In 2008, the campaign of President Barack Obama pioneered the use of social media to power his way to the White House. In 2010, the president unleashed the National Security Agency (NSA) to collect and analyze details — including geolocation derived from GPS and other positioning technologies — of billions of American citizens’ telephone calls, e-mails, and social media such as Facebook.


In 2008, the campaign of President Barack Obama pioneered the use of social media to power his way to the White House. In 2010, the president unleashed the National Security Agency (NSA) to collect and analyze details — including geolocation derived from GPS and other positioning technologies — of billions of American citizens’ telephone calls, e-mails, and social media such as Facebook.

Although the agency continues to deny that it reads e-mails or listens in or American’s phone calls without a warrant, the profiles created from the “metadata” associated with these activities enables NSA analysts to create profiles revealing such things as where people go, who they travel with, and who their friends are.
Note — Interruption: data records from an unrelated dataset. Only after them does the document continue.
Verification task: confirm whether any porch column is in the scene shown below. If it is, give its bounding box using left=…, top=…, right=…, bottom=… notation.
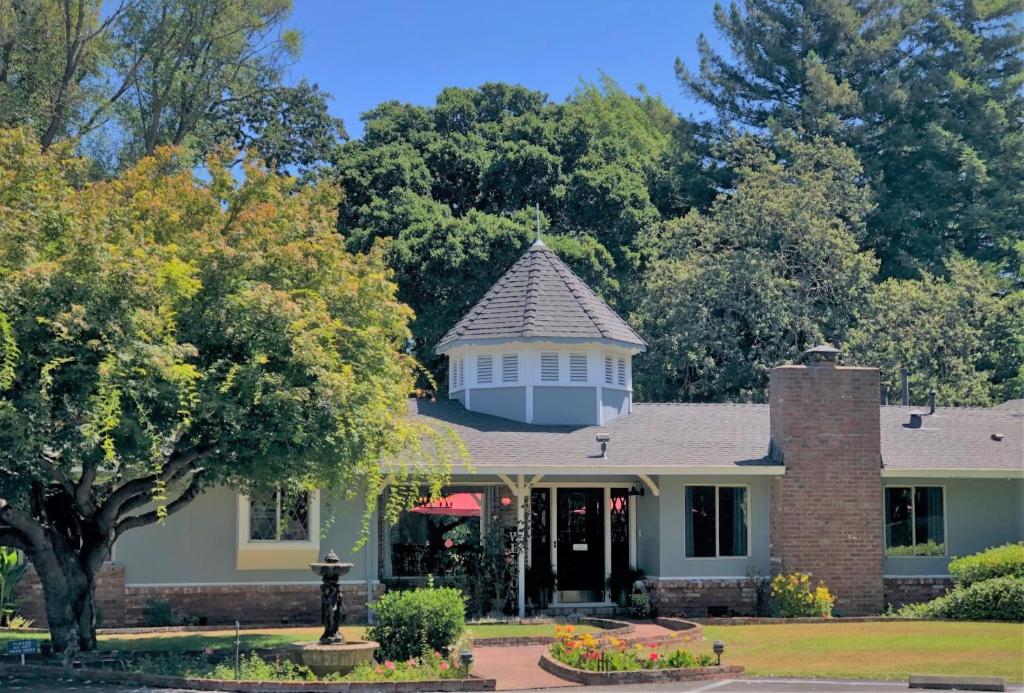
left=515, top=474, right=529, bottom=618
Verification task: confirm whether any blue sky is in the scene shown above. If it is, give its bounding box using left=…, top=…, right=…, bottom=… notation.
left=289, top=0, right=719, bottom=136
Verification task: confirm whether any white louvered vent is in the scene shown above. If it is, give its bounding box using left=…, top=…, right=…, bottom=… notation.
left=569, top=354, right=587, bottom=383
left=502, top=354, right=519, bottom=383
left=476, top=354, right=495, bottom=385
left=541, top=351, right=558, bottom=383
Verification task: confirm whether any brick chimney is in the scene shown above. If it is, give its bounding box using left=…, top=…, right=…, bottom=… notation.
left=769, top=346, right=884, bottom=615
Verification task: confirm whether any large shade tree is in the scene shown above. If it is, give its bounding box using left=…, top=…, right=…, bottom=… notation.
left=0, top=131, right=459, bottom=653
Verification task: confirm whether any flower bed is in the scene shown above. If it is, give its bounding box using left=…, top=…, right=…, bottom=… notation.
left=540, top=625, right=743, bottom=684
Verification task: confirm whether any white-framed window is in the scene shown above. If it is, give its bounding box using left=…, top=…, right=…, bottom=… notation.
left=684, top=484, right=751, bottom=558
left=502, top=354, right=519, bottom=383
left=569, top=353, right=587, bottom=383
left=476, top=354, right=495, bottom=385
left=239, top=488, right=319, bottom=547
left=541, top=351, right=558, bottom=383
left=883, top=486, right=946, bottom=556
According to documents released by former NSA subcontractor Edward Snowden as reported in the Sunday (September 29, 2013) issue of the New York Times, the agency turned a Bush administration pilot project into an operational program of spying on U.S. as well as foreign citizens.

“The agency can augment the communications data with material from public, commercial and other sources, including bank codes, insurance information, Facebook profiles, passenger manifests, voter registration rolls and GPS location information, as well as property records and unspecified tax data, according to the documents,” the Times article authored by James Risen and Laura Poitras said. “They do not indicate any restrictions on the use of such ‘enrichment’ data, and several former senior Obama administration officials said the agency drew on it for both Americans and foreigners.”
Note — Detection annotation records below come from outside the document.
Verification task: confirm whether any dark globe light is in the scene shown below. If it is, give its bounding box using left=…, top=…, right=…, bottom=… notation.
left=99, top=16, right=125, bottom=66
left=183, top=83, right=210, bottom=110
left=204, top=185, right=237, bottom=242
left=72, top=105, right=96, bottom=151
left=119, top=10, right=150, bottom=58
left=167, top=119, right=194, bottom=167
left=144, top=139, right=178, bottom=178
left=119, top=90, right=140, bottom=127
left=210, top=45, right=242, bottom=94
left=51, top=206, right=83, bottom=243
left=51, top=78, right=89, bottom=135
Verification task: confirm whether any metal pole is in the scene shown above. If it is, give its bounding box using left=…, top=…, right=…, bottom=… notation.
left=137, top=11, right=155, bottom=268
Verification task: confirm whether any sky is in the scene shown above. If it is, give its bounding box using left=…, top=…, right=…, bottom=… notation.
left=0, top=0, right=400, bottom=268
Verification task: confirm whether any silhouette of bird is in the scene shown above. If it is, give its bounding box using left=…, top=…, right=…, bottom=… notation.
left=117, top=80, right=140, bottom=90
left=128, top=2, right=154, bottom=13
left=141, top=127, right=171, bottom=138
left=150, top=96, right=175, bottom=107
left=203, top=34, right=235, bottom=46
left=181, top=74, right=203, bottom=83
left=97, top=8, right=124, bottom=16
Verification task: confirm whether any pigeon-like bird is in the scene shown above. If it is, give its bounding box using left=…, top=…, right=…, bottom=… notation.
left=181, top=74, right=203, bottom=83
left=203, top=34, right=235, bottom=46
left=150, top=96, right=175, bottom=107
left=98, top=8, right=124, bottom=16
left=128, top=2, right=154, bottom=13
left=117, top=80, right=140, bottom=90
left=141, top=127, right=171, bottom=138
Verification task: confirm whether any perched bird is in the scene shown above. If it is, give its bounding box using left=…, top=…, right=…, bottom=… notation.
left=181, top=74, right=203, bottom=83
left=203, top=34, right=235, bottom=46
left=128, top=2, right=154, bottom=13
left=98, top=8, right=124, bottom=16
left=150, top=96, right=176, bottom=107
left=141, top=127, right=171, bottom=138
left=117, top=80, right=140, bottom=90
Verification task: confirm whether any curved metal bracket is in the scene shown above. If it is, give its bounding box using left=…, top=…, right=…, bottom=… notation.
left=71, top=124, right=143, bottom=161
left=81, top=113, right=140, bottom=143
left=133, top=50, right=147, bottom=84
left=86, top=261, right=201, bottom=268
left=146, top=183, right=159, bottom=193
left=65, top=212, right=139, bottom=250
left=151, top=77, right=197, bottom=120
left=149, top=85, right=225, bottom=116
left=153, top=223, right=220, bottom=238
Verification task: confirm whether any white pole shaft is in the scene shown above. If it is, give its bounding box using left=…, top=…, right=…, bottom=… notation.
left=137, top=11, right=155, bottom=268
A January 2011 “for official use only” memo to NSA analysts and mission managers cited by the Times explained the management directive issued in November 2010.  According to the memo, the directive “changes procedures regarding metadata analysis. Specifically, these new procedures permit contact chaining, and other analysis, from and through any selector, irrespective of nationality or location, in order to follow or discover valid foreign intelligence targets. (Formerly analysts were required to determine whether or not selectors were associated with US communicants.)”
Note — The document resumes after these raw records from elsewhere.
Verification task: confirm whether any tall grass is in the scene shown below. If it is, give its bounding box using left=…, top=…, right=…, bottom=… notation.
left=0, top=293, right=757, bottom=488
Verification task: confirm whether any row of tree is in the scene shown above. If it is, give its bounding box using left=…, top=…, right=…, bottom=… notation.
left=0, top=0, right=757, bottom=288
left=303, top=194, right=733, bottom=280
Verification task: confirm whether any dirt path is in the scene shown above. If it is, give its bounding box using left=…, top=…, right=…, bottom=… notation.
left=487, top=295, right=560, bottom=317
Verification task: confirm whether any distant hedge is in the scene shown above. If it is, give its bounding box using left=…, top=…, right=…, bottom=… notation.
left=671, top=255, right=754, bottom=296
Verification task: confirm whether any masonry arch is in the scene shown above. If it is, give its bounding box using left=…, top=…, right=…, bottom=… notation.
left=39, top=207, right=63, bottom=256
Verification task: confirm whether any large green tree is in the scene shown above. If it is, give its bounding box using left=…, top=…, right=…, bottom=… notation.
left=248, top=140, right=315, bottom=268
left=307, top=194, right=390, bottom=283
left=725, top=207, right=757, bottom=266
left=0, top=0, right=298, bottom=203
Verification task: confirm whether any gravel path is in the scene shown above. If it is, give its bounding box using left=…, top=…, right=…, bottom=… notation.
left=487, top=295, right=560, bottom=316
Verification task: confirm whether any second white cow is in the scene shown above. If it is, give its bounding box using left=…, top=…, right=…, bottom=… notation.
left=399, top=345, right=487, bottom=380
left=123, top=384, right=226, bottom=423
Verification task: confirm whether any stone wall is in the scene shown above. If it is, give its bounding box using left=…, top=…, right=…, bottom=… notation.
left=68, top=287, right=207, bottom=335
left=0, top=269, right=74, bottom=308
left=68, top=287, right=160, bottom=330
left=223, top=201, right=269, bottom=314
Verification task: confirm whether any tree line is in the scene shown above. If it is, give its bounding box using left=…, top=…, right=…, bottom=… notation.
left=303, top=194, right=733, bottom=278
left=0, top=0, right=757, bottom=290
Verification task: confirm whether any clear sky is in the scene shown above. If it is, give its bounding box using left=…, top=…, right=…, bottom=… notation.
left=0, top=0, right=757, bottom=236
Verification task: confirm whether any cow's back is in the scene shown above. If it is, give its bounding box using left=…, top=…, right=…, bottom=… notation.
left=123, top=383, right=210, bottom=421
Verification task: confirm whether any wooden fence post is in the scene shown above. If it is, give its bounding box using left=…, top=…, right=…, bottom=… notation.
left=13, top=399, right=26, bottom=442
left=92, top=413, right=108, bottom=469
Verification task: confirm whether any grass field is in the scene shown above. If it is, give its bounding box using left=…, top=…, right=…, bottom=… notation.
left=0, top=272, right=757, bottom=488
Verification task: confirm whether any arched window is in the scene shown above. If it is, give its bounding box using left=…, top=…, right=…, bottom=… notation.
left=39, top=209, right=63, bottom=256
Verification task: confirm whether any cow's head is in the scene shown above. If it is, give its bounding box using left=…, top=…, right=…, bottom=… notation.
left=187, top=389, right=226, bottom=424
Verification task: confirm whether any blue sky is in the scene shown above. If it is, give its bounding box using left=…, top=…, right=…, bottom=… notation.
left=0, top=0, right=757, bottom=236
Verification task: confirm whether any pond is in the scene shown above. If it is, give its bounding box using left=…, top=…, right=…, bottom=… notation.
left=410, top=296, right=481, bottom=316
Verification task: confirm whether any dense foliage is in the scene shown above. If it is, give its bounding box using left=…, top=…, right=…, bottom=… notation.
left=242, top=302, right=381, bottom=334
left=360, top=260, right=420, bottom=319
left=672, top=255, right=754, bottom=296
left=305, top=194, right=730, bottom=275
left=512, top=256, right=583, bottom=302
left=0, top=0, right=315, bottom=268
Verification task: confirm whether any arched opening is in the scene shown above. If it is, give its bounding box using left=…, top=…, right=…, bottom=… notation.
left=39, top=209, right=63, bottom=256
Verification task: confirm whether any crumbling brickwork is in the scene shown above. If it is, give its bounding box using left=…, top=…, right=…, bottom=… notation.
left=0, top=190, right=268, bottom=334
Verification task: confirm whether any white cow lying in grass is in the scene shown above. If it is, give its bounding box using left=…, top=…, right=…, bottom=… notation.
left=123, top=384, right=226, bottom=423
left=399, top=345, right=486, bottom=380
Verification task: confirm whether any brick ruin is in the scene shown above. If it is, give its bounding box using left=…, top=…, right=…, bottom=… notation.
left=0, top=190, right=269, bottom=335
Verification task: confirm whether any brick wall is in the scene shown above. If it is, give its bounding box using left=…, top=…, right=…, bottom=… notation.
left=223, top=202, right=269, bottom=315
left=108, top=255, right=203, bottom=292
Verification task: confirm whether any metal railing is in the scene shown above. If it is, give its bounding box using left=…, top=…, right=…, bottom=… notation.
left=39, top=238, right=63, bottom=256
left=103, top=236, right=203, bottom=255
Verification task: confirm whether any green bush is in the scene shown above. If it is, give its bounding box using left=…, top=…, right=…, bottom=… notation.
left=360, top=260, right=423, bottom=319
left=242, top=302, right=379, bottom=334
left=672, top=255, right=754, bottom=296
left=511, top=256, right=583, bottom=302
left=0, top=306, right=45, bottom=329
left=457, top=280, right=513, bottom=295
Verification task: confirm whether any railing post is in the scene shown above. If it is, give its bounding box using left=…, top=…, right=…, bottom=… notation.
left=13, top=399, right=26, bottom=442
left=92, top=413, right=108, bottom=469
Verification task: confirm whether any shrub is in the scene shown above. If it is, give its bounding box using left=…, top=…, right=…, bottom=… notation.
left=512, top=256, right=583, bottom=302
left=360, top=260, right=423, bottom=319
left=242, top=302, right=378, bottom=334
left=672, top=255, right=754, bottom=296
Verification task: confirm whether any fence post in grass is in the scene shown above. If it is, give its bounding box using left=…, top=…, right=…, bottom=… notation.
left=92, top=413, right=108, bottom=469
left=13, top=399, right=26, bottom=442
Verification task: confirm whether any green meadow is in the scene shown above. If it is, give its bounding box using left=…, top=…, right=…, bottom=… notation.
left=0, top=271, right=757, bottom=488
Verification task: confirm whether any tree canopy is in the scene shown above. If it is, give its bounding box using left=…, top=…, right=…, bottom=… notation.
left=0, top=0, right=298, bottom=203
The NSA memo continued, “These new procedures allow NSA to fully exploit communications metadata . . . for foreign intelligence purposes, without the restrictions associated with selection of communications content. The impact of the new procedures is two-fold. In the first place it allows NSA to discover and track connections between foreign intelligence targets and possible 2nd Party or US communicants. In the second place it enables large-scale graph analysis on very large sets of communications metadata without having to check foreignness of every node or address in the graph.”